Tonight there will be a vote on this issue. The member for Acadie—Bathurst has a private member's bill on EI reform which will be voted on tonight. Liberal members of parliament will have to stand to say whether they agree with this absolute cash cow that is the EI fund, and they will be counted. The public will notice them and they will pay a political price for voting against EI reform. We know where the money came from that gave this budget its surplus. It came out of the pockets of working people. It came out of the benefits that should have been paid to unemployed people in this country.
The whole issue of tax reform is a necessary debate. As I said, it is nothing against NDP policy to talk about true tax reform. It is frustrating to some of us that some would deny the fact that the NDP is concerned about tax fairness. We are very concerned about it. We believe that the tax system is one of the great economic instruments we have to redistribute wealth.
I can give an example of what a difference fair taxation can make. I can give the House the state of the nation in terms of the way we use taxation in the country to try to make a more equitable society.
If we look at the distribution of market income in 1997, the ratio of the top fifth income earners to the bottom fifth is 24:1. That is grotesquely unfair. The ratio is 24:1 of the top fifth income earners to the bottom fifth income earners. After taxes and transfers, that ratio falls to 8:1. It is still obscene by anybody's standards, but a huge improvement.
If we factor in the value of public services, which we equally enjoy and do not have to dig into our pockets to purchase, the ratio of income in equity falls to less than 4:1. Starting out at 24:1, we now have it down to 4:1. Some would still say that is fundamentally wrong, that we should be a lot more equitable than that. We believe that changes should be made in that direction.

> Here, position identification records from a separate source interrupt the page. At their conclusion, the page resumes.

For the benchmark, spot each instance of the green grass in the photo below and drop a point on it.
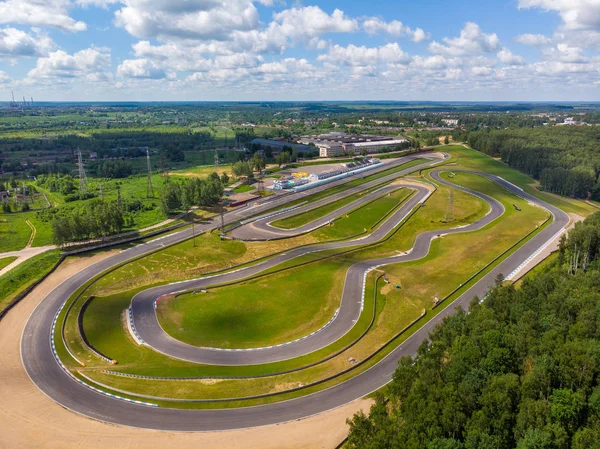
(243, 188)
(15, 233)
(261, 312)
(25, 274)
(473, 160)
(389, 321)
(296, 221)
(449, 262)
(365, 217)
(6, 261)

It points out how the tax system can be used as an instrument for economic fairness, justice and equality. Yet we have chosen to go in the opposite direction. The changes in the current budget take us further in the opposite direction; not toward tax fairness, but growing the inequality between rich and poor. We have been sold a bill of goods that has told us it is necessary to let the wealthy keep more of their money and ignore the situation of the lowest fifth of the economic scale.

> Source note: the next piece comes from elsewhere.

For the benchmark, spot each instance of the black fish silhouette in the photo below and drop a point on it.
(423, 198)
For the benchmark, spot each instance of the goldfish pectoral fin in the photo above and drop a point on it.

It is a very cynical point of view, and the same is true in American politics, but there is no point in targeting a political message or an economic policy to people in the bottom fifth of the economic social scale because they do not vote. They are so marginalized and disenfranchised that they do not vote at election time. Why would government waste its largesse on 20% of the population which, frankly, would not vote for it anyway? They have given up on the electoral system as a vehicle or a means by which to improve themselves.

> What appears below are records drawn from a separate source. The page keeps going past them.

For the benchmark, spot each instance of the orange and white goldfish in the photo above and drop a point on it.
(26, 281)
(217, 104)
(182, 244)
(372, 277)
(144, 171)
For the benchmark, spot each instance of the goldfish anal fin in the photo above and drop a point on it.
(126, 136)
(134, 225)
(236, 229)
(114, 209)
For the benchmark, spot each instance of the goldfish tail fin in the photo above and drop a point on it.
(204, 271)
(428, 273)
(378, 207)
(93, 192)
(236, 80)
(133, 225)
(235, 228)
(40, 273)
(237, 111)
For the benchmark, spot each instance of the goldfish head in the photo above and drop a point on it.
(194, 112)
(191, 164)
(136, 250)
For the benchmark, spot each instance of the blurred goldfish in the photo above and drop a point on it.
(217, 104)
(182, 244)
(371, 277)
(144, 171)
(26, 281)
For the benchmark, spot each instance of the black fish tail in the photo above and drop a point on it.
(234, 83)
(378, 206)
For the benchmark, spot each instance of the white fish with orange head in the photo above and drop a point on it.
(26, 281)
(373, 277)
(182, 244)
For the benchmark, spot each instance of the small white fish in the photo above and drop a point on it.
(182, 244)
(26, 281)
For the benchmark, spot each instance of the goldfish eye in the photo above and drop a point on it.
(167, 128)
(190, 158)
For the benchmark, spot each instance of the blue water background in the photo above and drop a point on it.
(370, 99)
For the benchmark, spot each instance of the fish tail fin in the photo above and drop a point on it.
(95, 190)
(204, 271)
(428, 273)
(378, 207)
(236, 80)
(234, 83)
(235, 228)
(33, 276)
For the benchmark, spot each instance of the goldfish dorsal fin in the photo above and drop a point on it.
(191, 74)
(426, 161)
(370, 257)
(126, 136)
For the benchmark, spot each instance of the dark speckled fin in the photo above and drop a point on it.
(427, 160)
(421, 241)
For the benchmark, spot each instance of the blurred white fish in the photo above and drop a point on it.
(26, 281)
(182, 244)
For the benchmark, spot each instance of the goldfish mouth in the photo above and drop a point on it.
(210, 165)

That might sound cynical, but I accuse the government of having gone through that thought process, in the same way the Americans have in their political system, that there is no sense in wasting messaging on people who really need it because they are so disenfranchised and marginalized they do not vote.
I want to voice our strong opposition to Bill C-24. It takes us further away from the idea of tax fairness. It will accentuate and augment the inequalities in our tax system and further institutionalize those inequalities for another couple of years until we can do something to convince the government to take steps otherwise.